第58話 冒険者になる

 10の月の第2光の曜日、私の12歳の誕生日が来た。


 ドラゴン――あの時から自分のステータスが見られるようになって、本当は9の月には12歳になっていたんだけど、誕生日の今日を待って冒険者登録に行くことにしたの。


 私のステータスには、変なスキルじゃないけど、よく分からないスキルがあったから、テオの言う通り『鑑定の儀』に行かなくて良かったと思う。聖魔法のランクも高いから、絶対! テオと引き離されていたよ。


 さあ、準備しよう。


 テオから誕生日プレゼントにもらった冒険者(初心者)用の革装備に着替えて、1階へ下りると、台所で珍しくテオが朝食を作ってくれている。


「テオ、おはよう」

「おはよう、アリス。食べたらギルドに行くぞ」


 ギルドに登録するぐらい一人で大丈夫なのに、テオは一緒に行くと言って聞かない。最近、テオの過保護がますます酷くなった気がする。


「……一人で大丈夫だよ?」

「ダメだ。アリスを一人で冒険者ギルドなんかに行かせられない。アリスはしっかりしているが、変な奴はあちこちにいるんだぞ!」


 そう言われて、テオと一緒に行くことになった。テオは言い出したら聞かないからね。


「お嬢ちゃん、可愛いな~。冒険者ギルドに何か用かな~? お兄さんが手伝ってあげよう~!」


 大通りにある冒険者ギルドに入ると、直ぐに20代後半かな? 真っ赤な顔をした冒険者が声をかけて来た。年季の入った装備を身に付けているけど、朝から飲んでいるみたいで酒臭い……速攻、後ろにいたテオが私の前に出た。

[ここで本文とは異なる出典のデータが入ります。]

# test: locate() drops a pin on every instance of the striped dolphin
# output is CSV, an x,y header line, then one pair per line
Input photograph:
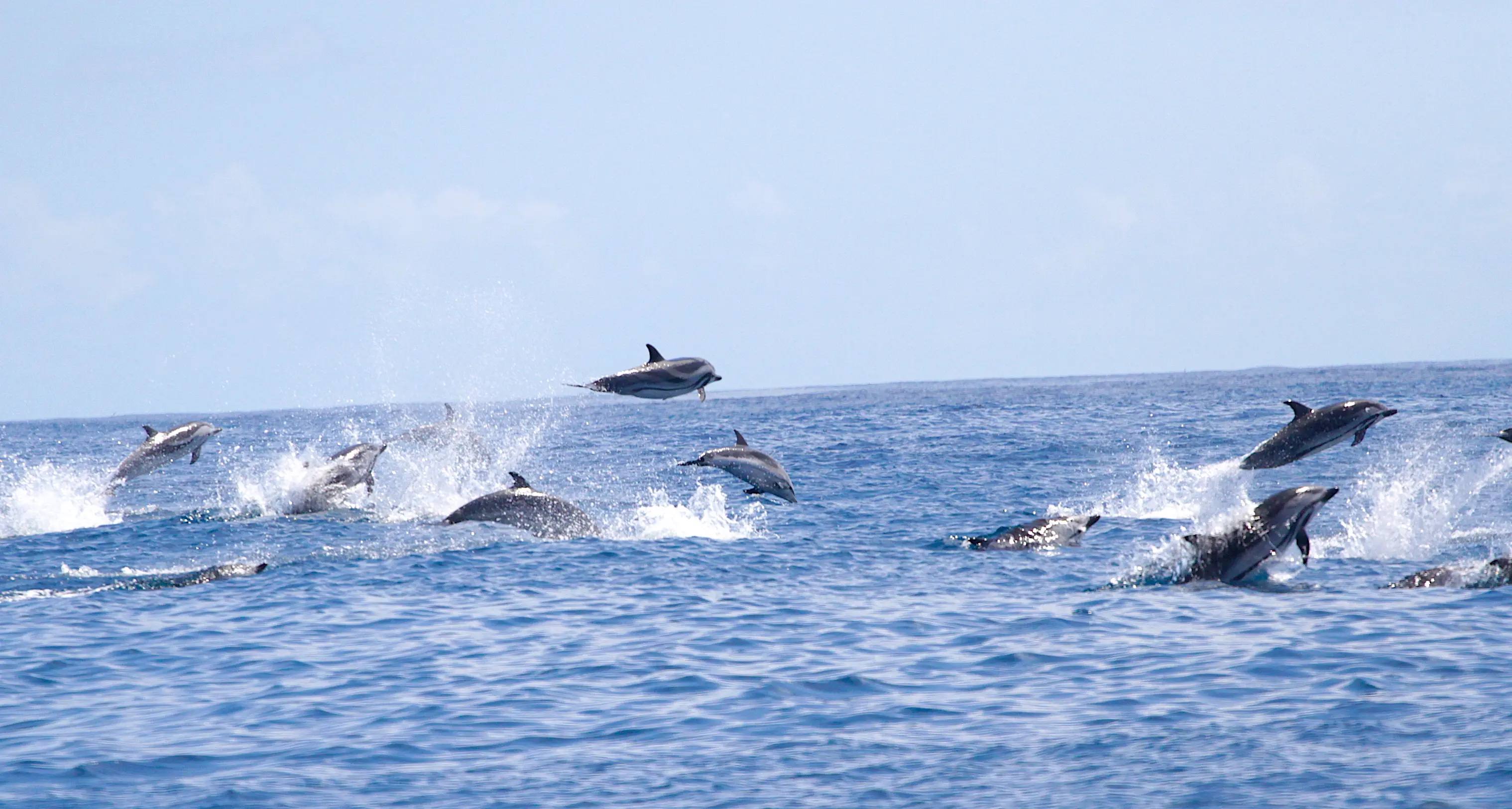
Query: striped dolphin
x,y
161,448
1316,430
658,379
522,507
1038,535
760,469
1277,522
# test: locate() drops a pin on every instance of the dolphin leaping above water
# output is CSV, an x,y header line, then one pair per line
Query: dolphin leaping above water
x,y
1275,524
658,379
543,515
162,448
760,469
1316,430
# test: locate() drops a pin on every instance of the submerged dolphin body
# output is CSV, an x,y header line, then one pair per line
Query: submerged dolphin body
x,y
233,570
1275,524
450,431
522,507
1314,430
162,448
1493,573
760,469
1038,535
349,468
658,379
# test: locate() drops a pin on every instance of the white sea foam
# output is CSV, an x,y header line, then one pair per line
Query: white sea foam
x,y
44,498
1416,500
705,515
1168,492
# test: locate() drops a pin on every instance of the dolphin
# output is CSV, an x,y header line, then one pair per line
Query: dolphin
x,y
1493,573
1314,430
658,379
1277,522
161,448
522,507
349,468
1038,535
760,469
450,431
233,570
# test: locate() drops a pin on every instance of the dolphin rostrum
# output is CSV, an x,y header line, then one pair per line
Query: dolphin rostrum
x,y
1493,573
450,431
760,469
1275,524
522,507
658,379
161,448
1314,430
1038,535
349,468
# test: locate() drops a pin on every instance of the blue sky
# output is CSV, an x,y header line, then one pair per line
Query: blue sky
x,y
226,208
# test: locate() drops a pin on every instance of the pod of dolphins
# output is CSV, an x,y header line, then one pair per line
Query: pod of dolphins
x,y
1230,557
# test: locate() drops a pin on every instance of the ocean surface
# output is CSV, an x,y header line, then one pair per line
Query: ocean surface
x,y
716,649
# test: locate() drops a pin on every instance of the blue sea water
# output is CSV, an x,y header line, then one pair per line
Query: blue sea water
x,y
714,649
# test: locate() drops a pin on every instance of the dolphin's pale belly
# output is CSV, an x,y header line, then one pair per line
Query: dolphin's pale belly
x,y
542,515
660,380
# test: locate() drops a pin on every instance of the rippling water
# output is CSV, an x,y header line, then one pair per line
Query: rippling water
x,y
720,651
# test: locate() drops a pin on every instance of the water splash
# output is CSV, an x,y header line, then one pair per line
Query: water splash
x,y
1416,500
1168,492
47,498
705,515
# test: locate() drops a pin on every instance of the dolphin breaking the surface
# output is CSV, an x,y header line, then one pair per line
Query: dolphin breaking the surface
x,y
760,469
1038,535
345,469
162,448
1492,573
522,507
1316,430
1277,522
658,379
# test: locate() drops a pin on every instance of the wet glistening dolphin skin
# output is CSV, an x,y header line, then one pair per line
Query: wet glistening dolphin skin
x,y
1314,430
1492,573
162,448
345,469
760,469
522,507
658,379
1036,535
1275,524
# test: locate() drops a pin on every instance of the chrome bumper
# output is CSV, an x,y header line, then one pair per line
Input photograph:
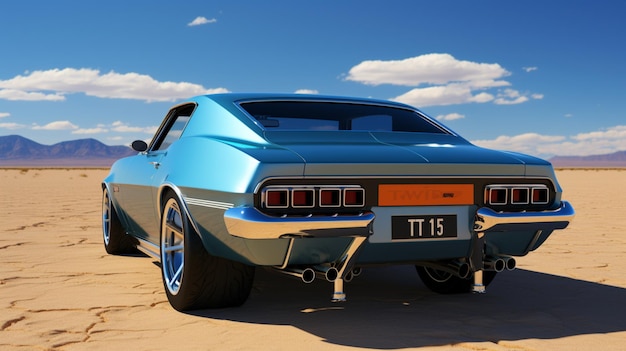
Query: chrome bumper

「お前……俺のアリスに絡むとは良い根性しているな! 誰が『お兄さん』だ! 俺が相手になってやる!」


「えっ、ランクBのテオさん!? ヒエ~! テオさんの連れとは知らなくて、すいませんでしたー!!」


 真っ赤な顔の冒険者は、テオにペコペコ謝ってギルドから飛び出して行った。


「テオは有名人なの?」

「いや、有名じゃないが、アリスは俺が守るからな!」


 テオはドヤ顔だ……ふふ、頼りにしています。


 受付にいるお姉さんに冒険者の登録をしたいと伝え、置いてある登録用紙に名前・年齢・出身国を記入して渡した。お姉さんが登録用紙を持って奥に行き、少し待つと、鉄っぽい金属で出来た冒険者カードを持って来た。


 手の平に納まる大きさの薄いカードで、これに私の血を一滴垂らすだけ。


「アリス様、こちらの冒険者カードは身分証にもなっています。未成年や初心者の方は、ランクFからのスタートになり、カードの再発行は有料になりますのでお気を付けください」


 最初、個人で受けられる依頼はランクFだけで、パーティーを組んでいたらメンバーのランクや人数によってEやDの依頼を受けられるそうです。条件をクリアーすると個人のランクがFからE→Dと、上がっていくけど無理しないようにと言われた。


「はい。ありがとうございます」


 カードには革のひもが通してあったので、早速、首から下げる。これで1人でも、門から出られるようになった。ふふ、薬草を1人で採りに行けるのよ!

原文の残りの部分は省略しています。